Government-issued electronic currency seems to be an idea whose time has come.
“More than half of the world’s central banks are now developing digital currencies or running concrete experiments on them,” reported the Bank for International Settlements, or BIS, in early May — something that would have been unthinkable only a few years ago.
The BIS also found that nine out of ten central banks were exploring central bank digital currencies, or CBDCs, in some form or other, according to its survey of 81 central banks conducted last autumn but just published.
Many were taken aback by the progress. “It is truly remarkable that some 90% of central banks are doing work on CBDCs,” Ross Buckley, KPMG-KWM professor of disruptive innovation at the University of New South Wales, Sydney, told Cointelegraph. “The year-on-year growth in this field is extraordinary.”
“What I found most surprising was the speed at which advanced economies were moving toward retail CBDCs,” Franklin Noll, president at Noll Historical Consulting, LLC, told Cointelegraph. “As recently as the middle of last year, central banks in advanced economies were taking a rather relaxed view of CBDCs, not seeing them as particularly necessary or worthy of much attention.”
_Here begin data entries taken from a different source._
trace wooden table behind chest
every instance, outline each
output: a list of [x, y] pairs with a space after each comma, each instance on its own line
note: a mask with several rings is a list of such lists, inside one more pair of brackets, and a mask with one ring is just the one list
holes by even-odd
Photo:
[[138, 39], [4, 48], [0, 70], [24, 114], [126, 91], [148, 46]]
Momentum accelerated last year, the report observed. After the Bahamas launched the world’s first live retail CBDC — the Sand Dollar — in 2020, Nigeria followed in 2021 with its own electronic money, the eNaira. Meanwhile, the Eastern Caribbean and China released pilot versions of their digital currencies, DCash and e-CNY, respectively. “And there is likely more to come: a record share of central banks in the survey — 90% — is engaged in some form of CBDC work,” said the BIS.